4.5 Comparison of proposed work and state-of-the-art algorithms

Table 5 Comparison of proposed work and state-of-the-art algorithms

We compare our work with some state-of-the-art similar algorithms [18,19,20, 22, 23], which are reviewed in Sect. 2.1. The automatic detection, the protection of objects, edge area, and ROI information are the key points of comparison. Table 5 lists the comparison results. It can be seen that our algorithm outperform others in the protection of ROI coordinates information. And the object detection model is modified to protect all the areas of detected object, instead of using existing models without change.

4.6 Limitation and discussion

Although the Jia system provides a large key space, its iteration is time consuming when there are many images that need to be encrypted.
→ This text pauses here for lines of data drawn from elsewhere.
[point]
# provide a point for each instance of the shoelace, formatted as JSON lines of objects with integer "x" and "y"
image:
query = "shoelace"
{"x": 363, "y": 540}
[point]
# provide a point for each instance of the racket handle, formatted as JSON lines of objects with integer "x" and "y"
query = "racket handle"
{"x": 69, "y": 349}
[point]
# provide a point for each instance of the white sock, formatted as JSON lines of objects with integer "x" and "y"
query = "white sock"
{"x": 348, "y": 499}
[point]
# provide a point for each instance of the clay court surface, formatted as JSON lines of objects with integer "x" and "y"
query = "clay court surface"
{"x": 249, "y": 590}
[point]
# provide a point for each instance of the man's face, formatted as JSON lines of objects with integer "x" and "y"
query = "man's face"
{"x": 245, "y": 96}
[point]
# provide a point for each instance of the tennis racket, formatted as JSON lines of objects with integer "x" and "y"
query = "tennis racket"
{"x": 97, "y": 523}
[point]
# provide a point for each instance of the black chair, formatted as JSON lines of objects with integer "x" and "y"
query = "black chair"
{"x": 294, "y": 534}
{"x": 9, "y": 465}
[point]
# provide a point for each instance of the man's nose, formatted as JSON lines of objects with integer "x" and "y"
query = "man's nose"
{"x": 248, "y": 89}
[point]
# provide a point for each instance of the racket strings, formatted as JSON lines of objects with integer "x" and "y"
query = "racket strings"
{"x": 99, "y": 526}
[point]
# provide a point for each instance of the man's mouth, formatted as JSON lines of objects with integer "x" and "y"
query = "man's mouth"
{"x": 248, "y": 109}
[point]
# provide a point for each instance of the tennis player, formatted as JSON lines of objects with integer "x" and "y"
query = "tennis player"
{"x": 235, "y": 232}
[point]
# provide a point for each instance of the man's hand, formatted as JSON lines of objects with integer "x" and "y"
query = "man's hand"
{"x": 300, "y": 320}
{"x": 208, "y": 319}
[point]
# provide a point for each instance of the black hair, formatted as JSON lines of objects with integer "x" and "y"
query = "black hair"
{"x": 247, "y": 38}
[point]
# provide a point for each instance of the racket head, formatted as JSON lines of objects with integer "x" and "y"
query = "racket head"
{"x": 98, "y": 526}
Recently, some 2D discrete chaotic systems with simple structures and continuous chaotic ranges have been developed [43, 44]. For example, the authors proposed a 2D modular chaotification system in [44], and proved that it significantly improves the chaos complexity and enlarges the chaotic ranges of existing 2D chaotic maps. And it’s very convenient to use such 2D chaotic systems to encrypt a large number of images.

5 Conclusion and future work

In this paper, we protect the image ROI using chaos-based encryption and DCNN-based object detection. We first analyze the security problems in the object detection process, as the existing object detection algorithm fails to contain all parts of detected objects, we modify the detection process to make the output bounding boxes contain the whole objects. Then we propose an encryption algorithm for protecting multiple detected objects, ensuring that the encryption effect of each cipher-region can meet the security requirements. After that, we encrypt the ROI auxiliary information and embed them into the whole image using reversible data hiding. The encryption and embedding of ROI auxiliary information can be seen as a second layer of ROI protection and also save the trouble of its distribution. The experimental results and security analyses show that our proposed encryption scheme is secure and very suitable for ROI encryption.

In the future work Footnote 1, we would explore the use of access control encryption (ACE) in object detection. ACE [45, 46] decides not only what users are allowed to read but also what users are allowed to write. It can be constructed by attribute-based encryption, in a way that senders of correct knowledge (e.g., secret key) can transmit data to a restricted recipient with particular attributes. Object detection supports picking regions of interests/importance/sensitivity that should be limited in both reading and writing. Extending ACE usage to practical life would be promising in ROI scenarios.